Configuration F1 Description
Full 5.41 Full toolchain
- Search 3.60 Search is the most critical; removing it drops F1 by 1.81
- Web Browsing 4.80 Browsing capability is also important
- Doc Processing 4.90 Minimal impact from document processing
- Code Execution 4.82 Code execution also contributes

Key Findings

  • All models near 0 on EM: No model perfectly solved every task, indicating extreme benchmark difficulty.
  • Small F1 gap between reasoning models (o3, R1) and general LLMs (GPT-4.1), suggesting the bottleneck is information acquisition rather than reasoning itself.
  • Tool enhancement helps but is insufficient: o3-deep-research is 5.68 F1 higher than base o3, but still only scores ~9.
  • Best-of-5 improves LLM-Judge to 25%, but Self-Consistency@5 remains at 5%—agent output variance is huge; they are occasionally correct but unstable.
  • Performance on tasks related to Africa dropped significantly, exposing model weaknesses in under-represented data sources.

Highlights & Insights

  • Reveals a significant blind spot: Current "deep research" agents' information synthesis capabilities are far from practical; the best agent reliably solves only 3 out of 120 tasks.
  • Valuable data construction methodology: The meticulous process of analysis-first task generation, dual verification, and 5.5-hour manual annotation per task ensures high quality and contamination resistance.
  • Valuable bottleneck diagnosis: By comparing performance with and without tools, the study clearly identifies information acquisition (rather than reasoning) as the primary current bottleneck.

Limitations & Future Work

  • The scale of 120 tasks is relatively small and may not cover all information synthesis scenarios.
  • Evaluation primarily relies on JSON exact matching, limiting the ability to assess open-ended responses.
  • Annotation depends on 16 specific domain experts, potentially introducing annotator bias.
  • The ability of agents to use search engine APIs (as opposed to web browsing) was not explicitly evaluated.
  • vs GAIA: GAIA evaluates general AI assistants; DeepSynth focuses on deep reasoning for information synthesis, closer to real-world deep research.
  • vs BrowseComp: BrowseComp focuses on information retrieval difficulty; DeepSynth emphasizes cross-source synthesis and analysis.
  • vs FRAMES: FRAMES covers fact-checking and multi-hop retrieval; DeepSynth requires additional complex analysis and structured output.

Supplementary Discussion

Difference between Deep Information Synthesis and RAG

RAG primarily focuses on information retrieval and combination, whereas Deep Information Synthesis requires multi-step reasoning, cross-source verification, and data integration.
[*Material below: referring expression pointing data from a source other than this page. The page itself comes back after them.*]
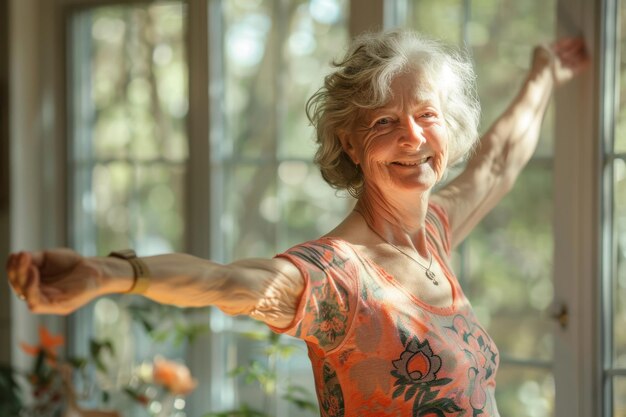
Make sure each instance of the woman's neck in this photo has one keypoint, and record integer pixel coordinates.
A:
(396, 219)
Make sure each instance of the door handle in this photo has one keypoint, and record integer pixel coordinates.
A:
(560, 314)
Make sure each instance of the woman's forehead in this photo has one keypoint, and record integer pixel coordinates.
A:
(412, 86)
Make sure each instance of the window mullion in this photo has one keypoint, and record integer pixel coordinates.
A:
(577, 173)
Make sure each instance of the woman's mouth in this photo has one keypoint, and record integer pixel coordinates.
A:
(410, 163)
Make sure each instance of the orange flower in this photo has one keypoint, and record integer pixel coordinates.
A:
(48, 343)
(173, 376)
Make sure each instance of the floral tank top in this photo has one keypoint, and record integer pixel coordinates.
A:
(378, 350)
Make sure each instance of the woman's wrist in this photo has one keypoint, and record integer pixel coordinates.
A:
(116, 275)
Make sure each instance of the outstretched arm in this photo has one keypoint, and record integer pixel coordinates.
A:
(60, 281)
(511, 141)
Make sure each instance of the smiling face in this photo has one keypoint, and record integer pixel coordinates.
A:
(402, 145)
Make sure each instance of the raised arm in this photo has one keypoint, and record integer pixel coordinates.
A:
(511, 141)
(60, 281)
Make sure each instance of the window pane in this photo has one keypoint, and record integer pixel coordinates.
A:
(251, 212)
(619, 397)
(313, 31)
(618, 283)
(510, 265)
(310, 208)
(506, 263)
(129, 136)
(620, 122)
(128, 153)
(525, 391)
(501, 34)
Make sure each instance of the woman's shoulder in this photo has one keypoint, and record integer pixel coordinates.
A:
(326, 252)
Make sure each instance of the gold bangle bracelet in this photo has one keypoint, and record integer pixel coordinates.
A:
(141, 273)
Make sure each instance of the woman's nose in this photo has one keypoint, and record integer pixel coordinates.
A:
(413, 134)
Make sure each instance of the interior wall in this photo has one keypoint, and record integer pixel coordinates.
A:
(5, 305)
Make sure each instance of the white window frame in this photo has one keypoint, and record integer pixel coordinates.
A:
(37, 174)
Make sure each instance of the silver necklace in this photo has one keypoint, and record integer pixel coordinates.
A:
(429, 274)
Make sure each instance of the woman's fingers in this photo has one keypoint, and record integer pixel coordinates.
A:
(17, 267)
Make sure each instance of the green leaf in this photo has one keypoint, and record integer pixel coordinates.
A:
(77, 362)
(439, 382)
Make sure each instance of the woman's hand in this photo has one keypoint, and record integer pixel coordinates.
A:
(564, 59)
(55, 281)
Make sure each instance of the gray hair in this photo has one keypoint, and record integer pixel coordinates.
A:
(361, 81)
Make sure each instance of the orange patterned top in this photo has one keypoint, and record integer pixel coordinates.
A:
(378, 350)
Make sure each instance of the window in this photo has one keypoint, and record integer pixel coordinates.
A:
(614, 163)
(271, 195)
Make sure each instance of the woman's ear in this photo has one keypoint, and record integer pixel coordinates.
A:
(348, 146)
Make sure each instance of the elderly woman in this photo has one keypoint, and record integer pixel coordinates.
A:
(388, 328)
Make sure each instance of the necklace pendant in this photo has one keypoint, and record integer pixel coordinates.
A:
(431, 276)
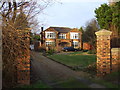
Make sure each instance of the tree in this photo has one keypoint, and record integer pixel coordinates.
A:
(16, 19)
(89, 33)
(108, 17)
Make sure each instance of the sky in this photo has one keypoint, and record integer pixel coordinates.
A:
(69, 13)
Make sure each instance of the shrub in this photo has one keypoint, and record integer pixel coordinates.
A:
(91, 52)
(50, 52)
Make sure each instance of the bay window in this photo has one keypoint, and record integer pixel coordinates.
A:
(50, 35)
(50, 43)
(74, 35)
(62, 36)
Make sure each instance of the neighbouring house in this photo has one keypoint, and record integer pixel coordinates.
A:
(59, 37)
(87, 46)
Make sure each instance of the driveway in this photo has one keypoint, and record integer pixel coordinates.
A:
(51, 72)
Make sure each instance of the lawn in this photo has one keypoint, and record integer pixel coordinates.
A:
(38, 84)
(74, 59)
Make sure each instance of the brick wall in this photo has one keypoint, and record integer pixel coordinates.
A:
(115, 59)
(108, 60)
(103, 52)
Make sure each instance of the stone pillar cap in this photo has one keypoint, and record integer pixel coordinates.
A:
(103, 32)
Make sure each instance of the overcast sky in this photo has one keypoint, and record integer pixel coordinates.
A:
(71, 13)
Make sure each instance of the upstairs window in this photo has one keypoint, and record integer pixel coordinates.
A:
(62, 36)
(50, 35)
(74, 35)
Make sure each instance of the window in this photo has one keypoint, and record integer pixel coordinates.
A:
(50, 35)
(50, 43)
(74, 35)
(75, 44)
(62, 36)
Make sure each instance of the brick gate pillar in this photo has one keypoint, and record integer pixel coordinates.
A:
(103, 52)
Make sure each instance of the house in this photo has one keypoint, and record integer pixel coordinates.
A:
(59, 37)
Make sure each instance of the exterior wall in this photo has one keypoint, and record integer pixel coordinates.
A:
(87, 46)
(57, 40)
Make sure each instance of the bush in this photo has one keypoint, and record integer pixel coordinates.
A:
(85, 50)
(50, 52)
(91, 52)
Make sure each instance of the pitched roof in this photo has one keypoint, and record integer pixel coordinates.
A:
(62, 29)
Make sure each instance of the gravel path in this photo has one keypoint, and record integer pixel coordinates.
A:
(52, 72)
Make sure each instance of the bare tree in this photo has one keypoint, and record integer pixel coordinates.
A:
(17, 19)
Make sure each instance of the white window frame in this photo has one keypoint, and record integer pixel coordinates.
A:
(62, 36)
(74, 35)
(49, 43)
(50, 35)
(75, 44)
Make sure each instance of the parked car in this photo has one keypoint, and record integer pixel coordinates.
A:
(69, 49)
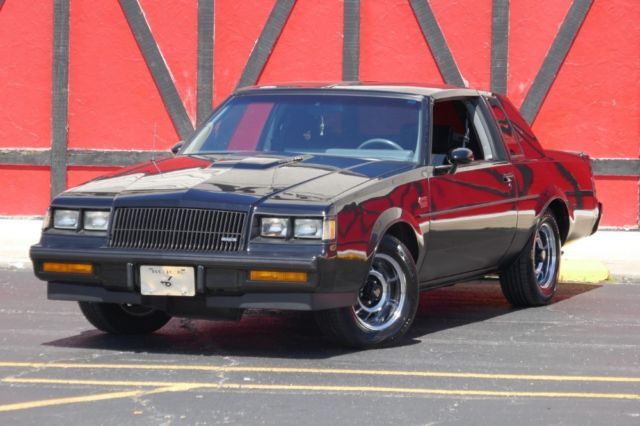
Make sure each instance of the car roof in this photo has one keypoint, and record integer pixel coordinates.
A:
(434, 91)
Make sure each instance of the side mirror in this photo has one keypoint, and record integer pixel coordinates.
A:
(459, 156)
(177, 147)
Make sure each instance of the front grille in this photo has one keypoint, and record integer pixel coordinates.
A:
(178, 229)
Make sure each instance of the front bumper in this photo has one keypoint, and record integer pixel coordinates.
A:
(222, 280)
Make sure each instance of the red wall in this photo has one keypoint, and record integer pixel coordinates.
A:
(114, 104)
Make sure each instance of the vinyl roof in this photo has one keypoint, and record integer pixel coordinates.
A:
(434, 91)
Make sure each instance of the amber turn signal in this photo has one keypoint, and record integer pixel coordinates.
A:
(299, 277)
(69, 268)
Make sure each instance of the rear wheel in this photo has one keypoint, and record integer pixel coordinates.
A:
(386, 305)
(123, 319)
(531, 280)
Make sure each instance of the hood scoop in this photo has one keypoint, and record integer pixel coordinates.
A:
(256, 163)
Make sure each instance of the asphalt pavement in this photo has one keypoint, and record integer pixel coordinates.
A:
(469, 358)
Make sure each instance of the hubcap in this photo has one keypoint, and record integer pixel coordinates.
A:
(382, 296)
(545, 256)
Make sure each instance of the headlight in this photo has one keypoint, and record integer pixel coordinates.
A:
(96, 220)
(66, 219)
(46, 220)
(274, 227)
(307, 228)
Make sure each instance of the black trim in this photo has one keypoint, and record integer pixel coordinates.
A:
(351, 41)
(60, 97)
(79, 157)
(157, 66)
(499, 45)
(205, 59)
(438, 45)
(554, 59)
(97, 157)
(266, 41)
(90, 157)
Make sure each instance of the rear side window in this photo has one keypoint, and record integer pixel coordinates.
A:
(506, 129)
(529, 143)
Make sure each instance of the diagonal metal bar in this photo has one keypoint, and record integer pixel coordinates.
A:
(351, 41)
(499, 45)
(266, 41)
(156, 64)
(205, 59)
(435, 39)
(554, 59)
(60, 97)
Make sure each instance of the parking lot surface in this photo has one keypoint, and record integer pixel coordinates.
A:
(469, 359)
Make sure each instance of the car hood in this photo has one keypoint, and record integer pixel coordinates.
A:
(242, 179)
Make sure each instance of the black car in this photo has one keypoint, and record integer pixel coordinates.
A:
(344, 199)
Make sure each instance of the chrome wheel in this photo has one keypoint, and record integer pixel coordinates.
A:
(545, 256)
(383, 294)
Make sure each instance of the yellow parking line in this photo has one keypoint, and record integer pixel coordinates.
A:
(337, 371)
(185, 386)
(70, 400)
(87, 398)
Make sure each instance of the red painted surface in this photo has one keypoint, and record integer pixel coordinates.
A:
(25, 190)
(532, 27)
(467, 29)
(238, 25)
(310, 46)
(172, 27)
(617, 195)
(392, 47)
(113, 101)
(114, 104)
(25, 74)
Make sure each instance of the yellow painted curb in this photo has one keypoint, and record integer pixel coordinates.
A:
(583, 271)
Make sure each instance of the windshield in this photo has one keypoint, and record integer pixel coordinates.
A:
(283, 124)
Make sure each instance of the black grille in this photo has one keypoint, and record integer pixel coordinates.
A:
(178, 229)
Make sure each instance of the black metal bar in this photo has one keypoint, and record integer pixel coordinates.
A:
(156, 64)
(351, 41)
(435, 39)
(265, 43)
(205, 59)
(60, 97)
(554, 59)
(499, 45)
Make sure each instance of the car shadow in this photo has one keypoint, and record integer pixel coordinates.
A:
(295, 335)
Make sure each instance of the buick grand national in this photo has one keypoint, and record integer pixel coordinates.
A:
(346, 199)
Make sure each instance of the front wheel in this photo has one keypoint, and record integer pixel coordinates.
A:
(123, 319)
(386, 305)
(531, 280)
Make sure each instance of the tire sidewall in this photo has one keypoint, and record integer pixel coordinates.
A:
(544, 295)
(366, 337)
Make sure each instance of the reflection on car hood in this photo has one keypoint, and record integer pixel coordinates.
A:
(305, 177)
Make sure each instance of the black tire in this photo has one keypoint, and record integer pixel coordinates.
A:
(123, 319)
(391, 287)
(532, 279)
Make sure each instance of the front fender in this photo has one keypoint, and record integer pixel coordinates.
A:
(386, 221)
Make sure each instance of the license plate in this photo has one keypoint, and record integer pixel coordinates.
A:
(167, 280)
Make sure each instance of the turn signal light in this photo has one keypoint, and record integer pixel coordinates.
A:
(69, 268)
(298, 277)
This distinction is crucial—existing RAG benchmarks cannot evaluate an agent's "deep synthesis" capability.

Rating

  • Novelty: ⭐⭐⭐⭐ First benchmark to systematically evaluate deep information synthesis.
  • Experimental Thoroughness: ⭐⭐⭐⭐⭐ 11 models/agents, multi-dimensional metrics, tool ablation, Best-of-N analysis.
  • Writing Quality: ⭐⭐⭐⭐ Clear structure with detailed descriptions of the data construction process.
  • Value: ⭐⭐⭐⭐ Defines the direction and identifies the gaps for deep research agent development.